Joe Nadglowski Offers PCORI Health Care Providers and Researchers a Patient-Centered Perspective for Speaking about Obesity

Joe Nadglowski wants health care providers and researchers to stop using the ‘O’ word.

“Simply put, I want researchers and clinicians to strike the word ‘obese’ from their vocabularies and replace it with ‘individuals with obesity,’ or ‘patients with obesity,’” said Nadglowski, president and CEO of the nonprofit Obesity Action Coalition in Tampa and a member of the OneFlorida Clinical Research Consortium Steering Committee. The OneFlorida Clinical Research Consortium is a statewide research infrastructure and one of 13 national clinical data research networks (CDRNs) funded by the Patient-Centered Outcomes Research Institute (PCORI). The CDRNs support diverse research and work closely in collaboration with patients and clinicians to facilitate clinical research with the goal of improving health outcomes for patients across the country.

As part of PCORI’s wider mission of ensuring that health care stays focused on the patient, Nadglowski recently addressed some 60 researchers, clinicians, patients, and other stakeholders at a two-day kickoff meeting of PCORI’s Obesity Demonstration Projects in Washington, D.C. The group met to discuss the formative stages of two research initiatives on obesity that use PCORnet data and infrastructure: an observational study investigating a link between antibiotic use and obesity and another study on bariatric surgery. In addition, other OneFlorida Steering Committee Members attended the meeting and represented the consortium’s growing portfolio in obesity-related research, including Steven Smith, M.D., chief scientific officer of Florida Hospital Research Services in Orlando, and David Janicke, Ph.D., professor in the department of clinical and health psychology at the University of Florida. Smith studies obesity, diabetes and the metabolic origins of cardiovascular disease. Janicke’s research focuses on obesity interventions for individuals in underserved settings.

Nadglowski said the language that many people now use to describe obesity contributes to weight bias, which can lead to the stigmatization and marginalization of people affected by obesity.

“By using ‘fat’ and ‘obese,’ we are dehumanizing individuals affected by this disease,” Nadglowski said, adding that the number of Americans with obesity now exceeds 93 million.

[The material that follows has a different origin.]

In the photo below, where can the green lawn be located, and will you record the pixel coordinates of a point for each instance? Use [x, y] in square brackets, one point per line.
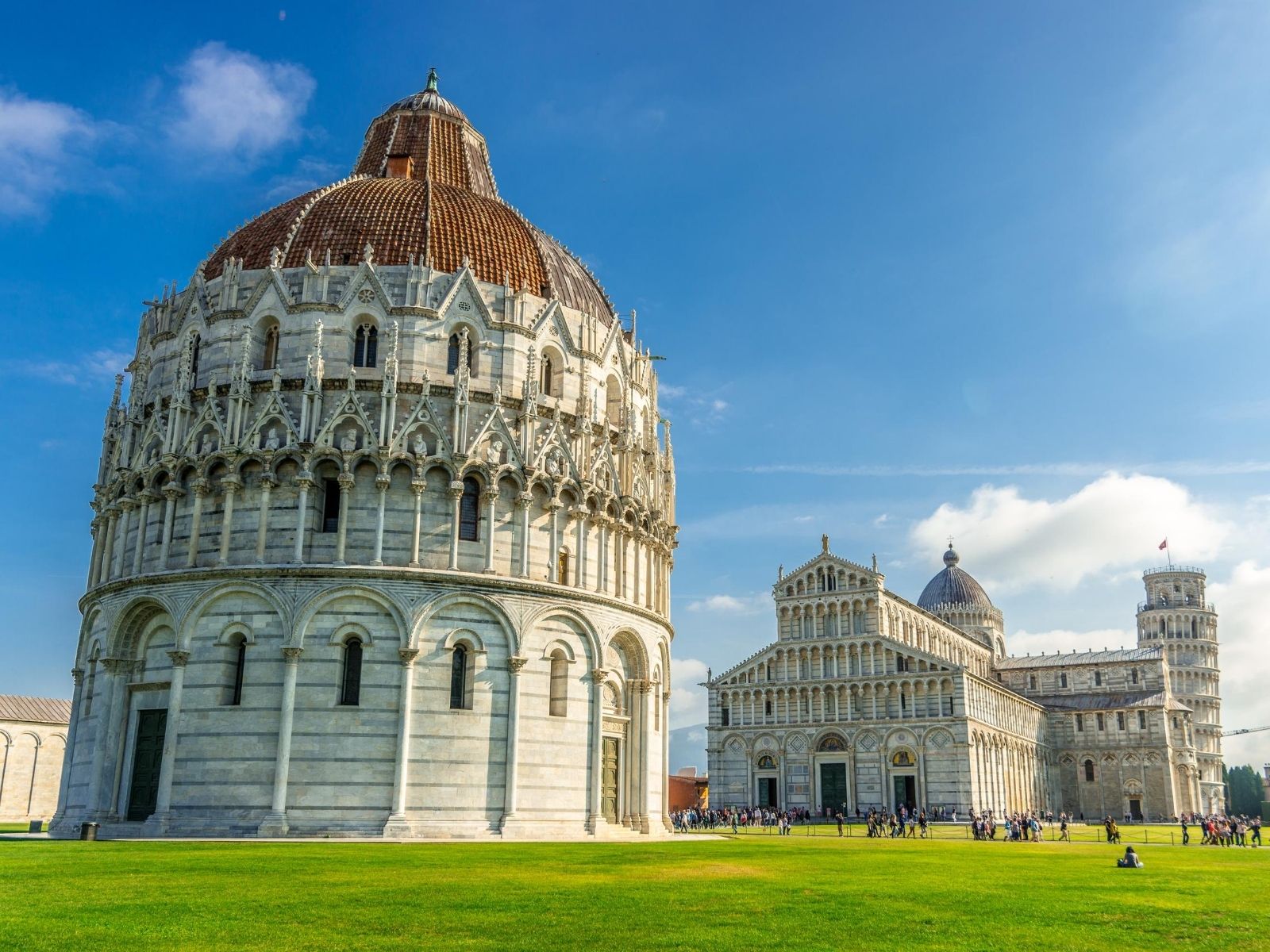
[753, 892]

Using people-first language is nothing new, Nadglowski said. He pointed to the successful adoption of people-first language in the mental health, disabilities, and diabetes communities. He said even the AMA Manual of Style—the official language usage and style guide of the American Medical Association—discourages the use of language that identifies people by their diseases. The AMA stylebook advises health care providers and researchers to “Avoid labeling (and thus equating) people with their disabilities or diseases (e.g., the blind, schizophrenics, epileptics). Instead put the person first.” Essentially, advocates of people-first language recommend using “the woman with diabetes” instead of “the diabetic woman,” “the man with schizophrenia” instead of “the schizophrenic man,” and “the patient with obesity,” instead of “the obese patient.”

The obesity community has some catching up to do, Nadglowski said. In a recent survey using the Google Scholar search engine, published in the February 2014 issue of Obesity, Ted Kyle, R.Ph., M.B.A., and Rebecca Puhl, Ph.D., found 121,000 references to the term ‘people with diabetes,’ compared with only 2,000 references to the term ‘people with obesity.’ Likewise, the researchers found only 5,500 references to the term ‘diabetic,’ as opposed to 30,400 references to the term ‘obese.’

Nadglowski’s Obesity Action Coalition, a national advocacy organization, has begun a campaign to increase awareness of the language issue. The group advocates that everyone “Ban the ‘F’ word to put an end to fat-shaming” and instead start using language that puts people first.

“Typically what I see when I give these talks is that people start thinking about it right away—there are a lot of head nods in the audience,” Nadglowski said of the audience response to his presentation at the PCORI Bariatric Surgery Study Project. Nadglowski said people adopt the changes pretty quickly in their writing. “But sometimes it takes them a little longer to adopt a better speaking language because obviously they’ve grown into the habit of speaking a certain way.”

Nadglowski said his address prompted one prominent physician in the audience to send a note to a major medical journal asking the editors to change every use of the word ‘obese’ in an article he had submitted for publication. The editors complied.

“It was great to see how he responded to my presentation, and also how well the journal responded to the request,” Nadglowski said.

As a member of the OneFlorida Steering Committee, Nadglowski also was invited to serve on the PCORnet Executive Bariatric Study Advisory Group. This group consists of some 20 researchers, clinicians, citizen-scientists, patients and other stakeholders who have been tasked with helping some of the larger groups within PCORI to plan the implementation and dissemination of research findings.

What does Nadglowski hope to accomplish on the committee?

“For me, it really is about making sure that the research stays patient-centered, and that when we generate results, they are easily translatable to the patient population.”

Of course, he also hopes to make sure that the language used to describe the research puts people first.